One killed in clashes with Kurdish militants in southeast Turkey
A 45-year-old cab driver was killed during the clashes and an elderly man was wounded when his house was hit by a shell
A taxi driver was killed and five other people, including a police officer, were wounded on Monday when Turkish security forces clashed with Kurdish militants in the southeastern town of Silvan, local media reported.
Silvan, about 80 km (50 miles) east of Diyarbakir, the biggest city in mainly Kurdish southeast Turkey, has been under a week-long police curfew imposed in the fight against militants from the youth wing of the banned Kurdistan Workers Party (PKK).
A 45-year-old cab driver was killed during the clashes and an elderly man was wounded when his house was hit by a shell, Hurriyet daily reported.
The newspaper’s images from Silvan showed armoured police vehicles on guard between bullet-scarred buildings. Streets were deserted but strewn with pavement stones, rubble and trash.
Turkey’s southeast has been hit by the worst violence in years after a two-year old ceasefire between the Turkish state and the PKK militants collapsed in July.
Turkish jets pounded PKK targets in the southeastern town of Daglica and in northern Iraq last week, a day after Turkey’s AK Party, founded by President Tayyip Erdogan, regained its parliamentary majority in a Nov. 1 election.

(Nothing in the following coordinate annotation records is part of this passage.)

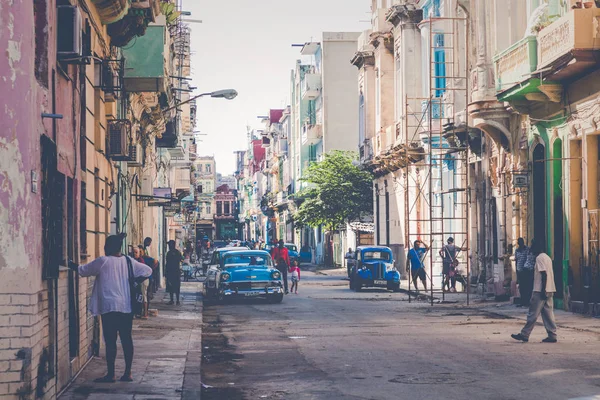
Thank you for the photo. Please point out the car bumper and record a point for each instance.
(253, 292)
(378, 282)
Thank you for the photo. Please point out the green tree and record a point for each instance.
(338, 192)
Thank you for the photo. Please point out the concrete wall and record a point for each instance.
(340, 94)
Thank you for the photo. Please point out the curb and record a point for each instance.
(192, 378)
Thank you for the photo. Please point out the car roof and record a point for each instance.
(373, 248)
(232, 248)
(249, 252)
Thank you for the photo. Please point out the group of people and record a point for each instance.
(448, 253)
(535, 278)
(281, 258)
(112, 300)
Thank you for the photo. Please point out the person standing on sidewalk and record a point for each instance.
(111, 300)
(173, 271)
(281, 257)
(295, 272)
(542, 299)
(138, 255)
(524, 272)
(414, 264)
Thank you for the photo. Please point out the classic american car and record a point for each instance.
(210, 283)
(374, 267)
(245, 273)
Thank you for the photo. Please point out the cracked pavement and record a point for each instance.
(330, 343)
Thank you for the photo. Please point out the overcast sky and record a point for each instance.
(246, 45)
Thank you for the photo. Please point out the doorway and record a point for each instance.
(558, 229)
(539, 195)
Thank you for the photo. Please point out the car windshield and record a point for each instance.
(246, 259)
(376, 255)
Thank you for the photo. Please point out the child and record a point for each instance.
(295, 271)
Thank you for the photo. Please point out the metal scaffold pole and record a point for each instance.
(436, 175)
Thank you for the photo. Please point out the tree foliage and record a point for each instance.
(337, 192)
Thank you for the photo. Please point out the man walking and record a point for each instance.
(350, 256)
(281, 258)
(542, 300)
(414, 263)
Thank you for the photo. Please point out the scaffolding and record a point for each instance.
(436, 188)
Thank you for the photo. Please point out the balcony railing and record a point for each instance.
(311, 88)
(145, 66)
(570, 45)
(311, 134)
(515, 64)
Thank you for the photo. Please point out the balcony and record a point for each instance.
(569, 46)
(311, 87)
(311, 134)
(145, 66)
(515, 64)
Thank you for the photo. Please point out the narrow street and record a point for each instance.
(330, 343)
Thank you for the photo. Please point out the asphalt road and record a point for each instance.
(330, 343)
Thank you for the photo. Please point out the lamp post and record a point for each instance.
(228, 94)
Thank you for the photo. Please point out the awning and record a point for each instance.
(111, 11)
(367, 227)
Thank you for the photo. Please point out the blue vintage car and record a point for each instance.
(374, 267)
(245, 273)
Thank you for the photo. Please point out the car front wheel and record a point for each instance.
(276, 298)
(394, 287)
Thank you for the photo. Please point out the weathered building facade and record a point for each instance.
(77, 153)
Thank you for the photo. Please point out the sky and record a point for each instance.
(246, 45)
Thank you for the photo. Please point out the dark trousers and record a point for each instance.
(525, 279)
(121, 324)
(283, 271)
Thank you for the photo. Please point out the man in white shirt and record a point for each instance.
(349, 260)
(542, 299)
(111, 299)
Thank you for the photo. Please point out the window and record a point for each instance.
(361, 119)
(440, 65)
(40, 15)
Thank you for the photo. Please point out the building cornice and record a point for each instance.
(404, 14)
(363, 58)
(385, 38)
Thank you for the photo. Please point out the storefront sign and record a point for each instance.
(520, 180)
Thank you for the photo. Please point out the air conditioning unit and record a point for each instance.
(119, 134)
(135, 155)
(69, 33)
(111, 79)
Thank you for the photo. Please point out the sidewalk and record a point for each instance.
(564, 319)
(168, 353)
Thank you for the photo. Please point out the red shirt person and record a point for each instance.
(281, 258)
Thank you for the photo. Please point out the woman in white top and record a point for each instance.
(111, 299)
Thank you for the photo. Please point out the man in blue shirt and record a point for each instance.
(414, 263)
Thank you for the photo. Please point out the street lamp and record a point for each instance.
(228, 94)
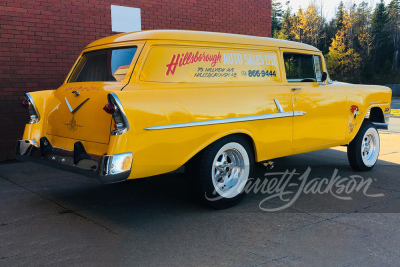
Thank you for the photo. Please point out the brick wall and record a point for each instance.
(41, 39)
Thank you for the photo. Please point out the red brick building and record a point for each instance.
(41, 39)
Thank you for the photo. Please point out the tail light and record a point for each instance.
(30, 105)
(114, 107)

Erdogan, who had previously championed greater Kurdish rights and initiated the peace process, vowed last Wednesday to continue battling the group until every last fighter was “liquidated.”
The PKK, which wants autonomy for Turkey’s large ethnic Kurdish minority, is listed as a terrorist organization by the United States and the European Union as well as by Ankara.
It took up arms against the Turkish state in 1984 and more than 40,000 people, mostly Kurds, have died in the prolonged conflict.